Unwell looking Common Gull

Wigeon on the move

Friday 27 November 2020

Water Voles in Nafferton

This week I have been trying to overcome general lethargy and feeling a bit miserable by getting out and about a bit more before my working day and again at lunch time. I have been feeling a bit down and demotivated and I know that moving more and doing a bit of wildlife watching, even close to home is a fantastic tonic for the lockdown blues. Somewhere to the south of the village is a Great White Egret which I can't locate but appears to be still present so I will give it another go. On Wednesday however, I was checking for birds along the stream on Spittle Beck Lane when I noticed a medium-sized rodent along the bank. I assumed that it was going to be a Brown Rat Rattus norvegicus so I was a little taken aback when I raised my binoculars only to be met with the more benign features of a Water Vole Arvicola amphibius

It sat motionless for minutes on end which was great but it was a misty morning and I had neglected to carry my camera with me. I managed a quick record shot with my phone down the right barrel of my phone. The photo, just about recognisable as a Water Vole didn't satiate me and I was back during my lunch break, armed with my camera. I found a different vole, outside another set of burrows, some 30 metres away, turned my camera on and nothing happened. Flat, caput, dead. I raced back home, replaced the battery and returned. No voles were visible although a couple of ripples on the near bank suggested that there were plenty around. I planned on having another go yesterday but alas it was not to be due to a combination of wet weather and overrunning work, so I returned today.

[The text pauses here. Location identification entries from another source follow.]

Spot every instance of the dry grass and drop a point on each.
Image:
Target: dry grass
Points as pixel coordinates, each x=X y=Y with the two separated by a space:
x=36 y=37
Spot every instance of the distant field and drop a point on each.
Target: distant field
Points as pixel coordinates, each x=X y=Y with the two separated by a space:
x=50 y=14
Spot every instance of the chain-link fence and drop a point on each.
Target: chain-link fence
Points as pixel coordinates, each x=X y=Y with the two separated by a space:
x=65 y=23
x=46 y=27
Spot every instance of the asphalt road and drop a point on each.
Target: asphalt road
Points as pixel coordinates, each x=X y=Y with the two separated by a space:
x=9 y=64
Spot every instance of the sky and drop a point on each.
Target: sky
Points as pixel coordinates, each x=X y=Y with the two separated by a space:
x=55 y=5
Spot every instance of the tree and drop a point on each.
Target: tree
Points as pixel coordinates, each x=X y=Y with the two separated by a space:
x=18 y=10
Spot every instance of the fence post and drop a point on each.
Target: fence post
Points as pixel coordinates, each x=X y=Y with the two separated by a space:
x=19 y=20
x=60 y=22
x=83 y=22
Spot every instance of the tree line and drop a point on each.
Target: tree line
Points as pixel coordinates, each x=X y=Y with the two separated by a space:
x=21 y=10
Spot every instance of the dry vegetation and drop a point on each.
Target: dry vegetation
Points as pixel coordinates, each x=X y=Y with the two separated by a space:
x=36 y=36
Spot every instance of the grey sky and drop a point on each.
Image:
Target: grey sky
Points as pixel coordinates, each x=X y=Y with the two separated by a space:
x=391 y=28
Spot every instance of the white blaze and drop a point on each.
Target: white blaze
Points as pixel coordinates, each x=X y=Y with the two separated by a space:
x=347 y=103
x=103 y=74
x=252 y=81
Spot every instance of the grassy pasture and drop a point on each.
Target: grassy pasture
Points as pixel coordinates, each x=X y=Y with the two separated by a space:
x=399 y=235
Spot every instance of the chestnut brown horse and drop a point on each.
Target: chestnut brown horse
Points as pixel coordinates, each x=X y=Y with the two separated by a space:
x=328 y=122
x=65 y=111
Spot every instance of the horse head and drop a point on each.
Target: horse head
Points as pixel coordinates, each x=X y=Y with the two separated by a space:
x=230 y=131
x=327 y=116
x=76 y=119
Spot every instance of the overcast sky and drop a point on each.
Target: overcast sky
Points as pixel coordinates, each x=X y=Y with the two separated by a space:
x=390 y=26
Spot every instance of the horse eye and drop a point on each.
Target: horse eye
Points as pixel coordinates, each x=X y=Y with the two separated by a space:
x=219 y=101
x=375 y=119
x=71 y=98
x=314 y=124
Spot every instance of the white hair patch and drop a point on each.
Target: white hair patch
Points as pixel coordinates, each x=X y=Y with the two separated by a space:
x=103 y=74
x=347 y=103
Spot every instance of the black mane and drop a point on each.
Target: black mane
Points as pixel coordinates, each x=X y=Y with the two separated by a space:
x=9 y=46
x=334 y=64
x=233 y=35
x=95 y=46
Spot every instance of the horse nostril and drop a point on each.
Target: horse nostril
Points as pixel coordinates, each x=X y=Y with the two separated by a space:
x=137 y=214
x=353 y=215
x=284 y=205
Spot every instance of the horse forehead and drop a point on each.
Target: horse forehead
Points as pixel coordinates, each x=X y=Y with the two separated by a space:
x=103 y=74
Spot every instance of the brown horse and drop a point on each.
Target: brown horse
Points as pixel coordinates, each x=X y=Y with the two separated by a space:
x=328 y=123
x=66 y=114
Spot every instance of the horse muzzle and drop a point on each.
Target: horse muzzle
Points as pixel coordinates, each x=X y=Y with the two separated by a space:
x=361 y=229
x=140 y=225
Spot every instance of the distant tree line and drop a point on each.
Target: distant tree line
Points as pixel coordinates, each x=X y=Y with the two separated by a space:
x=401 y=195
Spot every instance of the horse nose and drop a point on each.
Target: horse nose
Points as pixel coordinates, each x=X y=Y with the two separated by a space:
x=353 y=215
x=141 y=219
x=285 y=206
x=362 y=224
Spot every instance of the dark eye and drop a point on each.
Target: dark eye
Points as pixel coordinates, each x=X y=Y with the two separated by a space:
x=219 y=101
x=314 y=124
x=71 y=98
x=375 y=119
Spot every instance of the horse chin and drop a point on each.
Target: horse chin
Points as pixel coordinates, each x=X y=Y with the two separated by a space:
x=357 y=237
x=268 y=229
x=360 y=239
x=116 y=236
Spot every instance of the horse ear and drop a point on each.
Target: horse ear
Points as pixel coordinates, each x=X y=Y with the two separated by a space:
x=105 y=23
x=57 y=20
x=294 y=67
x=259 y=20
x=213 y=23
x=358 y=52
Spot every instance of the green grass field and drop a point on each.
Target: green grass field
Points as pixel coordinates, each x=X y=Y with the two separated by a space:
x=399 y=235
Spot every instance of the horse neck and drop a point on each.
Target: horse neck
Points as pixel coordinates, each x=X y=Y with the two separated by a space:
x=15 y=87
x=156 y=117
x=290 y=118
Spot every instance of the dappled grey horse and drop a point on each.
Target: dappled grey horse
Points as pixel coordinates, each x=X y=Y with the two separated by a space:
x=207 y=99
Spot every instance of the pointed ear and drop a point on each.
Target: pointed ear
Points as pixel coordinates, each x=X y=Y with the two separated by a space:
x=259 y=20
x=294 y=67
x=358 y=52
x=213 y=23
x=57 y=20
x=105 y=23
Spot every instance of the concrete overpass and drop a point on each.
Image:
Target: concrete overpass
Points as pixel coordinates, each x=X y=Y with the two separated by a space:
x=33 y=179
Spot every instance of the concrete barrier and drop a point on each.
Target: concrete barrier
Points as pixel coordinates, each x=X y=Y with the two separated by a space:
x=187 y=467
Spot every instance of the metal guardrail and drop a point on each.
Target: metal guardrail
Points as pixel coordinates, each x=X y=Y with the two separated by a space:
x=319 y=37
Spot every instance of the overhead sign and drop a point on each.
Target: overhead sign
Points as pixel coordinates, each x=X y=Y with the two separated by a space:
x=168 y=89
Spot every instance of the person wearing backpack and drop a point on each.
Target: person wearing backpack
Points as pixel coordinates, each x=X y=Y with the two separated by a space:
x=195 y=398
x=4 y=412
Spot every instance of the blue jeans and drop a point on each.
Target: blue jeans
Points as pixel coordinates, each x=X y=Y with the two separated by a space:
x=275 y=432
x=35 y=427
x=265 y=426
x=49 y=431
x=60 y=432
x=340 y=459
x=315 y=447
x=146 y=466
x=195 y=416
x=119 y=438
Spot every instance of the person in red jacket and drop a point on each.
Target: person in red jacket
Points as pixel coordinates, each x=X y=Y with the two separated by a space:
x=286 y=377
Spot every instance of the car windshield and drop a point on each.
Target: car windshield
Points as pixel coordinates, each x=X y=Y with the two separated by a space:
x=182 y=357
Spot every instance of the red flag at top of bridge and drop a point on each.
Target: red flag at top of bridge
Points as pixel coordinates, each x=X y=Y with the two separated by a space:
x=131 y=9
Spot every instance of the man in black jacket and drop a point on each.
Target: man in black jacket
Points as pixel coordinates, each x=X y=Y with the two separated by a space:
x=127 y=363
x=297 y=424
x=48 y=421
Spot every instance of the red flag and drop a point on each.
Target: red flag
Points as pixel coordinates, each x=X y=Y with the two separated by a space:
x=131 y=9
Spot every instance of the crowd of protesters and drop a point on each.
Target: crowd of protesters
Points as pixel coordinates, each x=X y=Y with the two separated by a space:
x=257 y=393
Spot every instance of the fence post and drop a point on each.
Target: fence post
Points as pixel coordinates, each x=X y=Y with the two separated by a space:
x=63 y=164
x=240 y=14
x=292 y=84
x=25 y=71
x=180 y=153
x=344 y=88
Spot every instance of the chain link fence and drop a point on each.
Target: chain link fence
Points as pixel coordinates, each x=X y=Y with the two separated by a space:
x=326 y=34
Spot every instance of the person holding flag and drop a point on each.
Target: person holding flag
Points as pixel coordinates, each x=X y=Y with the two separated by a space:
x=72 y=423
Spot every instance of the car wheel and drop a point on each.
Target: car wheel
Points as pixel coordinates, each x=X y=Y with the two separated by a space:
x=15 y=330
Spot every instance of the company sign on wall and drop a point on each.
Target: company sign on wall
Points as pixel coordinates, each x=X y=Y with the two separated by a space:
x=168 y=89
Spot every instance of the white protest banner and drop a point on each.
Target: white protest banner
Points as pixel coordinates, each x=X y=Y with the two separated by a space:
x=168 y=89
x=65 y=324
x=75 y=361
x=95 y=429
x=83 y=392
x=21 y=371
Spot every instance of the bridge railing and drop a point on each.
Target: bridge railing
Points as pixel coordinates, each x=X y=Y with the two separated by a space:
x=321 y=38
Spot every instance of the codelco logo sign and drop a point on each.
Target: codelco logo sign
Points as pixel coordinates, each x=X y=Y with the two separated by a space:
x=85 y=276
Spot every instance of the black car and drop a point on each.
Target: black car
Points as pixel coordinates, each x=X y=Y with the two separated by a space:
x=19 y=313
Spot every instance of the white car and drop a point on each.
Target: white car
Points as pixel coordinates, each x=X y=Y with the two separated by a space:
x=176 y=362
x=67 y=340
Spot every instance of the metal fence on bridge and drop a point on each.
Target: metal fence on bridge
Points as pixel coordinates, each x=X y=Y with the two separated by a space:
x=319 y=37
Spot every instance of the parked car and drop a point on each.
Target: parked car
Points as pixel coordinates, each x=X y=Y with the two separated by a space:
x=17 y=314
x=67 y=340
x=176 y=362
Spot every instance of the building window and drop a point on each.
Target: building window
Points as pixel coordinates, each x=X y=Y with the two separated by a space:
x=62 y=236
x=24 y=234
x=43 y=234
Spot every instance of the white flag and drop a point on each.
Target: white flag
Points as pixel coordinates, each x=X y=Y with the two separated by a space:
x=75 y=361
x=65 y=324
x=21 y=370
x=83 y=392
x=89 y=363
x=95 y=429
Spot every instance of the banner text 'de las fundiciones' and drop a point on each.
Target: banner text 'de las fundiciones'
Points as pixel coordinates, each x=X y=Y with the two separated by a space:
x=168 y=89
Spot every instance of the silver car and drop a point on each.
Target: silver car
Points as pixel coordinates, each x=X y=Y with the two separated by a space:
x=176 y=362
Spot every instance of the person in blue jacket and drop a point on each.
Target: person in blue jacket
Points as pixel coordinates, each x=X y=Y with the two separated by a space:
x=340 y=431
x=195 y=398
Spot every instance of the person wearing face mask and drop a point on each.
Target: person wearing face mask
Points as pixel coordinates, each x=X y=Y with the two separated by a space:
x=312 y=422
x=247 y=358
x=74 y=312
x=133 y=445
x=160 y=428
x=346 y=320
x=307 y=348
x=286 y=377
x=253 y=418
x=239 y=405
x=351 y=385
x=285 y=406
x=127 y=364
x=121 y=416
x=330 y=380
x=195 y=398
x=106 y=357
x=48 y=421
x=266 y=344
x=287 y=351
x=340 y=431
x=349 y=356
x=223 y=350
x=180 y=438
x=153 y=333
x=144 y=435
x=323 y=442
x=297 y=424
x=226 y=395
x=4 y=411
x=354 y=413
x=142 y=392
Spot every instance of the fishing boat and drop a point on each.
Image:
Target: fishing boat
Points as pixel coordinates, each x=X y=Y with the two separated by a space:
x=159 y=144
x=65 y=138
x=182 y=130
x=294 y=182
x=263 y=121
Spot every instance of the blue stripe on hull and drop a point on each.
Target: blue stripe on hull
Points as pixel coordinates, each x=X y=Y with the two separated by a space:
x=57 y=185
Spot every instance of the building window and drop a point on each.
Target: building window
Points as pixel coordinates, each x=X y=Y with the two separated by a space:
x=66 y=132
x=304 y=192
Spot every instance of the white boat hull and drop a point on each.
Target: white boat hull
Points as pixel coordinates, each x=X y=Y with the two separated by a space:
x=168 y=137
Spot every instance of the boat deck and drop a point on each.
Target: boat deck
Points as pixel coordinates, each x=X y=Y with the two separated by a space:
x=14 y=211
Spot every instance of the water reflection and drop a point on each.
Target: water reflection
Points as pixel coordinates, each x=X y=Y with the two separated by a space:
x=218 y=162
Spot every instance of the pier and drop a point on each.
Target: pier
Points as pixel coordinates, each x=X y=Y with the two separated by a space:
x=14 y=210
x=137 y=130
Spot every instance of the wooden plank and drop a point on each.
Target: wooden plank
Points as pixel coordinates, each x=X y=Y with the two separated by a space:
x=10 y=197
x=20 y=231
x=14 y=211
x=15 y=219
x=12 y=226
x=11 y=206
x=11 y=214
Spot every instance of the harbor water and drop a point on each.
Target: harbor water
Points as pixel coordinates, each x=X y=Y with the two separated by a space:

This guy sat out in the sun initially and was nearly impossible to photograph as he was massively overexposed being half in shadow. He slid down his run and groomed by the waters edge for ten minutes or so, barely moving. He (I say he, I have no idea) was aware of my presence but the distance across the small stream seemed to keep him calm. I watched until he decided to drop into the water and head along. Soon after two further plops indicated two voles I had walked past, one under thick vegetation and a second under the near bank. I walked further along the lane but found no more. Walking back my lad was back out, under the vegetation, sat on his liverwort lawn. I kept going, aware that I had 15 minutes left before I should be back on the computer and wanting a brew. I kept an eye on the stream and the usual suspects were making waves in the same places as on the way up when I spied a fourth individual, mid-stream, wrestling with a wind thrown apple. Oblivious to me, he tried in vain to get his prize, failing and shooting before resting in the shallows, having seen me. I rattled off a few shots before he dived and I watched as he zooted five or six feet underwater and up into the bank via a submerged hole.

And then I was happy for the rest of the day, safe in the knowledge there will always be a bit of my heart devoted to it.